20 - Lorenzo

5 2 0
                                    

Saltei para o terraço e olhei em volta, com a sensação de que estava a ser observado. Mas não ouvi nem vi nada de suspeito e convenci-me de que eram só os nervos a falar mais alto. Eram tantas as coisas más que tinham acontecido nas últimas semanas que quase me sentia paranóico, sempre com medo que algo acontecesse.
Bati duas vezes na porta envidraçada e ouvia-a andar pelo quarto até chegar à porta, abrindo-a. Entrei e, quando ela fechou a porta, fomos sentar-nos na cama dela. Era incrível a vista maravilhosa que se tinha dali para a floresta.

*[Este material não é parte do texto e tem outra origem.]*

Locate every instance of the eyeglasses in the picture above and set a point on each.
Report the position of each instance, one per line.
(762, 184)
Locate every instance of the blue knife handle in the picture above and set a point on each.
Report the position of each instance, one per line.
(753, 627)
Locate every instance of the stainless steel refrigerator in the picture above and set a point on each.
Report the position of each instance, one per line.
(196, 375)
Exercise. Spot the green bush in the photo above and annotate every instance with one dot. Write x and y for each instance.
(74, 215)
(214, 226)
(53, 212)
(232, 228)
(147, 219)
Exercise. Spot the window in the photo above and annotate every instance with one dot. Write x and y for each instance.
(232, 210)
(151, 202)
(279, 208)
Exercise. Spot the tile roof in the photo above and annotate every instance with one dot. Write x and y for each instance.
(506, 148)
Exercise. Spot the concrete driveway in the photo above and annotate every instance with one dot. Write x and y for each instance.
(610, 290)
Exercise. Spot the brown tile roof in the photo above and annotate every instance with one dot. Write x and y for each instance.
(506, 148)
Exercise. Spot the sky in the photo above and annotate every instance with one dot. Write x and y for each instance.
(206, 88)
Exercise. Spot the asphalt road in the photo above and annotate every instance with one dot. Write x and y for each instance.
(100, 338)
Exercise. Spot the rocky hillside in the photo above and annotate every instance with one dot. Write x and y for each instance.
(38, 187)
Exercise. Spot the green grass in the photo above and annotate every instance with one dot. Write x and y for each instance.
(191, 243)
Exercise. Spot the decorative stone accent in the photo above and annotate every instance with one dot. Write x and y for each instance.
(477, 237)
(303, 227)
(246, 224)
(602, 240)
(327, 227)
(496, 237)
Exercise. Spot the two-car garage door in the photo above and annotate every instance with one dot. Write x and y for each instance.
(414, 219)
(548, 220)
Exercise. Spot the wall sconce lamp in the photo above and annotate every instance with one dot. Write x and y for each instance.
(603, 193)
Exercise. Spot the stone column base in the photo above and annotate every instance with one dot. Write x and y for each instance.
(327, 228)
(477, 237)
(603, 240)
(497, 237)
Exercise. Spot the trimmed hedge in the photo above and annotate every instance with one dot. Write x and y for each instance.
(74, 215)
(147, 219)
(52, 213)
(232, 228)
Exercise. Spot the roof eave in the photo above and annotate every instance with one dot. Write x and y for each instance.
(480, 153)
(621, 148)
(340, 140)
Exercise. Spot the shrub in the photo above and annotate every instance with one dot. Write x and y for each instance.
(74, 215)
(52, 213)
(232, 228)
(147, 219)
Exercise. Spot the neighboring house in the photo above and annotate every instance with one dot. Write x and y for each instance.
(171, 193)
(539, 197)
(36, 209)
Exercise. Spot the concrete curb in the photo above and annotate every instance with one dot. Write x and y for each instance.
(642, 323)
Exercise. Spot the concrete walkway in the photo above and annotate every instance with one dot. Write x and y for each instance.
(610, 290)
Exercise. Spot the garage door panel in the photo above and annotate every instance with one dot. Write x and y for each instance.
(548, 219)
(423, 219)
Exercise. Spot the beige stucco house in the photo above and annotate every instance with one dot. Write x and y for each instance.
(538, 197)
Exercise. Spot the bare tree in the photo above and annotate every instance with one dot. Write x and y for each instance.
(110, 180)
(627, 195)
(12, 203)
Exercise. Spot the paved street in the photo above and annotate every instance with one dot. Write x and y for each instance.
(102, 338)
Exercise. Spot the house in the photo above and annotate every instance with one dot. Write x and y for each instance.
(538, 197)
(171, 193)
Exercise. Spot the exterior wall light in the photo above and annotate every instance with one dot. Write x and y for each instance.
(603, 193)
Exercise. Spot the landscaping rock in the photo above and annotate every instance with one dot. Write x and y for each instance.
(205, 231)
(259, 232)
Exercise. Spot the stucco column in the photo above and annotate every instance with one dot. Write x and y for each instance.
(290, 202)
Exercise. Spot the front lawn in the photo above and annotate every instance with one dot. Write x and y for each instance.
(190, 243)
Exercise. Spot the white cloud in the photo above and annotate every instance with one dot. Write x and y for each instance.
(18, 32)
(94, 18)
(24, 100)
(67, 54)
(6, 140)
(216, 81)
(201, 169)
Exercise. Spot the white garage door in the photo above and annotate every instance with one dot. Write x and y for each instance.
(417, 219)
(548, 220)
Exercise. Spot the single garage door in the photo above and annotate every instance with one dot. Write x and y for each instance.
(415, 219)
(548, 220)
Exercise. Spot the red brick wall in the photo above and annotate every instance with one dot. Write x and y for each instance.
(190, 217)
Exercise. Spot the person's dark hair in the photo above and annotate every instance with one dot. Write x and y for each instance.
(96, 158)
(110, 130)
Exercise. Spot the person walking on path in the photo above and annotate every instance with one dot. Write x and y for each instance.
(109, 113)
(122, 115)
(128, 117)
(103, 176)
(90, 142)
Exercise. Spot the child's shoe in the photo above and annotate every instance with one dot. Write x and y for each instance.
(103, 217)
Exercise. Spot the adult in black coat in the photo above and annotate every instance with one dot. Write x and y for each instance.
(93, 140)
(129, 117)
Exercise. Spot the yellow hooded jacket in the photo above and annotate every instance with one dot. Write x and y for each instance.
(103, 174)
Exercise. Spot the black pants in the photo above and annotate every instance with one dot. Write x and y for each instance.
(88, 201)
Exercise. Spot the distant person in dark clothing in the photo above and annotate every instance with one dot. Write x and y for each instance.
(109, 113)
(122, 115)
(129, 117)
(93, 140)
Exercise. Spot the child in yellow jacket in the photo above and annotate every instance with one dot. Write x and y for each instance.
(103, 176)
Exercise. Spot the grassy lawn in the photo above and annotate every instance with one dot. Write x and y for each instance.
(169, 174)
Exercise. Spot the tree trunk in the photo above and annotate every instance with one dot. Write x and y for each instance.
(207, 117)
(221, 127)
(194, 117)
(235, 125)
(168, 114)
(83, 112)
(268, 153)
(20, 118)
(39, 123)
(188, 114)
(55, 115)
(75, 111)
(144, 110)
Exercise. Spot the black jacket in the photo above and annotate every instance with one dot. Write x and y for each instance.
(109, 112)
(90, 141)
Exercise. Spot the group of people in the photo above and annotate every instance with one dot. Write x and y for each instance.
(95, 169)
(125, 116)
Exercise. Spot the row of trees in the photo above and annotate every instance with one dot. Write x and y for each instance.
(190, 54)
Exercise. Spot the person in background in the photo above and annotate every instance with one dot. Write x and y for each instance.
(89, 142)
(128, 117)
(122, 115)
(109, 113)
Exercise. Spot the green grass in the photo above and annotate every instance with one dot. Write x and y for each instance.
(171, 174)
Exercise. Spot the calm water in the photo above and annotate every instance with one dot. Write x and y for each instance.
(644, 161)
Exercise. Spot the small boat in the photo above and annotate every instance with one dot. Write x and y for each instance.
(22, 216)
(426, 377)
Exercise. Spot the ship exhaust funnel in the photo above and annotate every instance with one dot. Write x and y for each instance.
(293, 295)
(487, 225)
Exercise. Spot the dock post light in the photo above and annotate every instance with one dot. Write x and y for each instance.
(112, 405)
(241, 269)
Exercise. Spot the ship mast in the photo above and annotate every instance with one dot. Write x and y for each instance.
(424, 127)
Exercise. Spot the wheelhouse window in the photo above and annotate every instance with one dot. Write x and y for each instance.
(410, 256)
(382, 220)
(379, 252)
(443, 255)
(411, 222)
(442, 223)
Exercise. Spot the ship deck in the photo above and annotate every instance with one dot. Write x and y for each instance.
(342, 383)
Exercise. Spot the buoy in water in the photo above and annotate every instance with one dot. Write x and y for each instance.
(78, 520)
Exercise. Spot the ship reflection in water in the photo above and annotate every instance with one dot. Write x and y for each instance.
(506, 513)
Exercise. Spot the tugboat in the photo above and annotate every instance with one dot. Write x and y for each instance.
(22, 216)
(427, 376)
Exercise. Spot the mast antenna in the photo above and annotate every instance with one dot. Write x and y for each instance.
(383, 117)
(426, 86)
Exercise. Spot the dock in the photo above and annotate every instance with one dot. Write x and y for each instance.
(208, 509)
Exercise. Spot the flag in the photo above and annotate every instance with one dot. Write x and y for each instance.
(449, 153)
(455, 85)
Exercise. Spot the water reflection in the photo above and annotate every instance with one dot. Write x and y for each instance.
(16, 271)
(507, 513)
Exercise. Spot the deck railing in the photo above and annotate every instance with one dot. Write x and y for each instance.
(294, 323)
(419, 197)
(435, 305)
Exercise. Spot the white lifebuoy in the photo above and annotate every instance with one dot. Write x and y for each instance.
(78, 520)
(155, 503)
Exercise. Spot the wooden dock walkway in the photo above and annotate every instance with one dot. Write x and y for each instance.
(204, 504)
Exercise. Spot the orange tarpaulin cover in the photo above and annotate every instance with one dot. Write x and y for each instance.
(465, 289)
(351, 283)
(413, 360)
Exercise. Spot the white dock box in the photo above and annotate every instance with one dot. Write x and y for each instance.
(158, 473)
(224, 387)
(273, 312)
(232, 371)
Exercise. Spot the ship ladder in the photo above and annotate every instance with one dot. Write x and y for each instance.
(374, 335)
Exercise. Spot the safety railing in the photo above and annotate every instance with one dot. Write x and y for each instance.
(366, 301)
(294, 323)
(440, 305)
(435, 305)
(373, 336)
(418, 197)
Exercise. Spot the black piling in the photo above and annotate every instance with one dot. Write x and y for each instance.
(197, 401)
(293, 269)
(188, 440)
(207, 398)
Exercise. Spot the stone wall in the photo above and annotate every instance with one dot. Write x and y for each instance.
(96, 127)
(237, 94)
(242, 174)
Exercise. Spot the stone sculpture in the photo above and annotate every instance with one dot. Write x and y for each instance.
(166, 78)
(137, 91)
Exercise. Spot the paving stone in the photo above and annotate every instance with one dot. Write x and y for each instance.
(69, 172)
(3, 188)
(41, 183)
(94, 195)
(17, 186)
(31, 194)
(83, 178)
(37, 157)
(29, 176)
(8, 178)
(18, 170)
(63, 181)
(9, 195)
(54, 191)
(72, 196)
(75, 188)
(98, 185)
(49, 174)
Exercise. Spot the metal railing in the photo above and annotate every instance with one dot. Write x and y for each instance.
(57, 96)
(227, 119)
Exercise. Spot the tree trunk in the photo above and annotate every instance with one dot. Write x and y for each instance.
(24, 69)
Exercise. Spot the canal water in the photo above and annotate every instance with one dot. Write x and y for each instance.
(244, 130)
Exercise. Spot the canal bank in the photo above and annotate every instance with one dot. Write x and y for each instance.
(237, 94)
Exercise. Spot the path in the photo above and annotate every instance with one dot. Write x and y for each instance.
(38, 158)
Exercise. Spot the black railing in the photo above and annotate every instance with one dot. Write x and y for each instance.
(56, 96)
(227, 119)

- Consegui entrar no esconderijo dos meus avós – disse ela com um sorriso.

- A sério? E como é que é?

- É incrível – o sorriso dela desvaneceu um pouco – Mas um pouco assustador... todas aquelas armas...

Pousei a minha mão na dela. Armas. Subitamente aquela casa deixou de ser tão confortável como costumava ser.

- Estás a pensar aprender a usar as armas? – perguntei.

A resposta dela foi imediata, como se já tivesse decidido isso há muito – Claro, claro que sim.

Inconscientemente larguei a mão dela. Não tive coragem para a encarar por isso mantive o meu olhar fixo nas árvores cujos ramos balançavam ao sabor do vento.

- O que é que se passa? – perguntou.

- Nada... - respondi, engolindo em seco – Só não me agrada a ideia de teres um monte de armas em casa e de quereres aprender a usá-las.

Senti o olhar dela queimar-me a pele.

- Qual é o mal em eu querer treinar? É para o meu bem, nunca se sabe o que pode acontecer!

- Estás a insinuar que eu te posso fazer mal? – a pergunta saiu-me de repente, sem pensar.

- Não... claro que não – respondeu ela com o olhar brilhante – Mas tu e a tua família não são os únicos vampiros no mundo, e disseste que há lobisomens... e a caçadora que anda por aí...

- Tu não tens de te meter nisto – disse-lhe, ouvindo o coração dela acelerar – Estas guerras não são tuas. Nada te vai acontecer se tiveres cuidado, se não fores sozinha para a floresta... De resto eu posso proteger-te, não tens de andar armada!

- Mas eu não preciso que tu me protejas, tu não podes estar comigo vinte e quatro horas por dia! E estas guerras também são minhas. Isto não é nenhuma fantasia minha, é uma herança de família, os meus pais e os meus irmãos também foram treinados, eu não posso depender só de ti!

Levantei-me, começando a sentir-me demasiado nervoso com aquela discussão. A última coisa que queria era ver a pessoa que eu mais amava no mundo armada. Com armas de prata. Que me podiam matar. Que podiam matar o irmão dela.
Acima de tudo, não a queria ver metida naquela confusão.

- Sim, é uma herança de família, mas não tens de a aceitar. Lá porque o teu avô era um caçador não quer dizer que também o sejas – baixei o tom de voz – Não quer dizer que tenhas de te meter nestes assuntos.

- Eu namoro com um vampiro. Acho que o meu envolvimento nestes assuntos é bem claro.

Suspirei – Desculpa... mas não consigo aceitar essa decisão.

Ao ouvir-me, o olhar dela mudou. Ficou frio, distante. Ela não precisou de dizer nada. Assenti e virei-lhe as costas, abrindo a porta do terraço e saindo para o frio da noite.